Ich tausche dann, wenn etwas bricht und nie vorher...


----------



## Bike_fuhrpark (14. August 2012)

Tausche nur, wenn ich was leichteres bekomme.


----------



## MTB-News.de




----------



## potsdamradler (14. August 2012)

Mit Holz *von innen* bruchgefährdete (Alu) Lenker- Stützen verstärken... War mal eine Idee, oder "Fasertrümpfe" innen zur Versärkung/Bruchverzögerung einkleben.

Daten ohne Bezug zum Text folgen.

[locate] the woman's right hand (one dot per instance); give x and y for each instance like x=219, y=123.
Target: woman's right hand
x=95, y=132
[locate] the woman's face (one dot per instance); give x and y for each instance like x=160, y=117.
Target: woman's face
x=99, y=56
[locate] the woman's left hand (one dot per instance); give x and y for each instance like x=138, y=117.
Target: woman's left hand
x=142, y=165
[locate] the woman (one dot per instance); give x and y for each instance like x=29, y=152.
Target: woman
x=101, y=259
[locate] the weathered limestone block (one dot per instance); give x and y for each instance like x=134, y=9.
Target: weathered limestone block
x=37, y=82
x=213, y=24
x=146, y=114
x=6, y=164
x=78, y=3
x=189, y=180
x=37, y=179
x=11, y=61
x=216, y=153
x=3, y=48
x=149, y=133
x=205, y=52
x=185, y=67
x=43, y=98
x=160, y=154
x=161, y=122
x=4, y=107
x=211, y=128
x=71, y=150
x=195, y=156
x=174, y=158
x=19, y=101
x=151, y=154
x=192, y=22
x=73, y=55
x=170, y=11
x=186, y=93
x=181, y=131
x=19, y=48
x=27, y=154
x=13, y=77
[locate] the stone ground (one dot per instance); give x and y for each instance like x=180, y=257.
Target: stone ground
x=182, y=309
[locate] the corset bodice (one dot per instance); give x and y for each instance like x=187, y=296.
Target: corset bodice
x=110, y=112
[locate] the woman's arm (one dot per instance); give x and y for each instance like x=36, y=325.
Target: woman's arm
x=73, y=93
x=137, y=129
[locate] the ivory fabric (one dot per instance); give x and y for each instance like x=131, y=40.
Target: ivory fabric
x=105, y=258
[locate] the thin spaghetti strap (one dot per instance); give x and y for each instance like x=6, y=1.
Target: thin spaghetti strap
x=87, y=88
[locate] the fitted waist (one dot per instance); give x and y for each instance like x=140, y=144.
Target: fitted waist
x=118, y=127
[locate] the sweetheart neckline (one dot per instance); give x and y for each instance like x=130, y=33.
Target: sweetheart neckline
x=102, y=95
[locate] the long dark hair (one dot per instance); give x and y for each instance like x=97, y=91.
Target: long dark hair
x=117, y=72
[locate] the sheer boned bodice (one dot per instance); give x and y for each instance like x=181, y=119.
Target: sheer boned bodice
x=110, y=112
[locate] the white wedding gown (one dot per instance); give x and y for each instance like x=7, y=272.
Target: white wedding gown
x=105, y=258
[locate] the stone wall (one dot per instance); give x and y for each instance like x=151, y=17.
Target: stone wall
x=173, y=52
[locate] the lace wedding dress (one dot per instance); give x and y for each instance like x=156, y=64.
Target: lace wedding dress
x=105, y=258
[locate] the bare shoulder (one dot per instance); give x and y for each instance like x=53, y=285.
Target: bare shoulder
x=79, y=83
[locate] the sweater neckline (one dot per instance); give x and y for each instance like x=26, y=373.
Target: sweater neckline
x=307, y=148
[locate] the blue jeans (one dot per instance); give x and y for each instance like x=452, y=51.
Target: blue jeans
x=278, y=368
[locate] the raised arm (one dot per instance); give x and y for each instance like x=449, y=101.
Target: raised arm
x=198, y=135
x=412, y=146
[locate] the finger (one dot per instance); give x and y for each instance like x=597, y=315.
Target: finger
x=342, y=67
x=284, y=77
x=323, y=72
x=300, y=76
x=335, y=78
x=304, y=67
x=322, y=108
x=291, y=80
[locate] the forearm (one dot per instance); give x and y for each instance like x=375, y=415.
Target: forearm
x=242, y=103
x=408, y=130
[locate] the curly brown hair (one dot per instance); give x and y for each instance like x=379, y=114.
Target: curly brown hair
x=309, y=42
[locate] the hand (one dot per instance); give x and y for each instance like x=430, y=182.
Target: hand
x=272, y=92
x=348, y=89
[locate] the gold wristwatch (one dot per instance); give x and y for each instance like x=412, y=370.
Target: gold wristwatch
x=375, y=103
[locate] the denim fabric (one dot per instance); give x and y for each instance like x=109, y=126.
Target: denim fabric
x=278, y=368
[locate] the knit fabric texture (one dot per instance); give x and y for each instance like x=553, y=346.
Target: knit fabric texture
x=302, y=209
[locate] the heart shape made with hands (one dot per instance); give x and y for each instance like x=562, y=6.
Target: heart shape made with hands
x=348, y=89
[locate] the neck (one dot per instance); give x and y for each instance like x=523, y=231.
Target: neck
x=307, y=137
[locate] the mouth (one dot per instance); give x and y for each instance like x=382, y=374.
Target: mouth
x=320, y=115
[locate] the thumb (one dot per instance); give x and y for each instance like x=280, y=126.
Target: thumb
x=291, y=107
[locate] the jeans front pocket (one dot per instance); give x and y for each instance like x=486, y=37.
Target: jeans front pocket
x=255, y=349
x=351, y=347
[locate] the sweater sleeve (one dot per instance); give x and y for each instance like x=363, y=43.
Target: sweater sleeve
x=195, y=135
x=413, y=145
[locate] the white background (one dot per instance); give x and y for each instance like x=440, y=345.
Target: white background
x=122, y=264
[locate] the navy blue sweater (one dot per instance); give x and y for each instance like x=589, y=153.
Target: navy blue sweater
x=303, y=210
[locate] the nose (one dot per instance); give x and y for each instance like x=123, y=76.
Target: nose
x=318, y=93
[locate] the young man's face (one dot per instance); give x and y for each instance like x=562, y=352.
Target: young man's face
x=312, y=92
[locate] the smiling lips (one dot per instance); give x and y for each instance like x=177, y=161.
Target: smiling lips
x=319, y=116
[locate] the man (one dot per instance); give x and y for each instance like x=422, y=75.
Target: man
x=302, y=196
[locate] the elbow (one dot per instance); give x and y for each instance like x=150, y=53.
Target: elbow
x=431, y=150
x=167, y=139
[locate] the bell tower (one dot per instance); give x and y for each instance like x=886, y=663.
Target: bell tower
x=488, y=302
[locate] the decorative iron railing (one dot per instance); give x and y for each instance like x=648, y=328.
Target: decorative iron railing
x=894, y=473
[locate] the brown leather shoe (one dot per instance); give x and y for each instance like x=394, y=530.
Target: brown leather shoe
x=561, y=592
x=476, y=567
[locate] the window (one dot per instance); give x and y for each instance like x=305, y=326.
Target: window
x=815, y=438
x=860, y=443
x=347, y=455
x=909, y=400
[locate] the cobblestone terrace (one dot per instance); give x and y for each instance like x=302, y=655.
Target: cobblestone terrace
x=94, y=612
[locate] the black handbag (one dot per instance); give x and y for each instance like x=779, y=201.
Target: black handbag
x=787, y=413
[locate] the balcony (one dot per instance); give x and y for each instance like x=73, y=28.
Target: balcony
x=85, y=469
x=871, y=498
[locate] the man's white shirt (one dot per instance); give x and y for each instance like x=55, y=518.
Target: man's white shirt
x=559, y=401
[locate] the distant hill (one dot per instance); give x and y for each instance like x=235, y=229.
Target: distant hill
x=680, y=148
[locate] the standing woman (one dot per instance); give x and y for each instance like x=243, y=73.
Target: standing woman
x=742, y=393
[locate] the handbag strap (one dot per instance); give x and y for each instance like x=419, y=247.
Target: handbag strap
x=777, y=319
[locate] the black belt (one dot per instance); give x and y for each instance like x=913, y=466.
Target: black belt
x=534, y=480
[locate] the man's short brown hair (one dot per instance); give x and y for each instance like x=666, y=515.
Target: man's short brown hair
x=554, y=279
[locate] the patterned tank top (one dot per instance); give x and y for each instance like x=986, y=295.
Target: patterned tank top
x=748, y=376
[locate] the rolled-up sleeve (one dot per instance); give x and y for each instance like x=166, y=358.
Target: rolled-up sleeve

Dann hat man etwas Vorwarnung und Zeit zu reagieren, falls Alu spontan bricht ;(

Mein Vorschlag


----------



## trialelmi (14. August 2012)

Mir ist in 18 Jahren und vielen Modellen noch nie ein Lenker oder Vorbau gebrochen...


----------



## Bike_fuhrpark (15. August 2012)

Vorbauten sind mir schon bis zur Hälfte gerissen. Das hat man aber gehört. 
Den letzten Lenker den ich hatte, war ein Spank 777 (mm). Der wurde nach etwas über einem Jahr merklich "weich". Jetzt erledigt er seinen dienst am Street Rad. 
Mal sehen wann der erste Carbon Lenker aufgibt.


----------



## Georg G. (16. August 2012)

Ich habe an meinem derzeitigen Rad auch die berühmte Mistgabel von der man ja nie was Gutes gehört hat. Ich fahre das Rad jetzt ca 1,5 Jahre mache auch Hooks und die Gabel hält wunderbar. Also ich denke nich das man das ganze pauschalisieren kann.
Und selbst wenn man die Teile "nur" alle 2 Jahre tauscht, geht das schon auch ins Geld. Ich tausche nur wenn wirklich was kaputt ist.

Gruß
Georg


----------



## coaster (16. August 2012)

Ja aber wenn der Lenker abbricht, dann steckt der evtl in deinem Hals oder Torso. Hab da echt Angst vor seit der Echo gerissen ist und mein Try All Elite so knarzt und schwabbelt.


----------



## Bike_fuhrpark (17. August 2012)

Könntest auch mit offenen Schnürsenkeln fallen und drauf gehen. Jetzt nur noch klettverschluss?
Wenn er sich "weich" anfühlt, dann besorg dir einen anderen. Stahl Lenker sollen sicher sein...


----------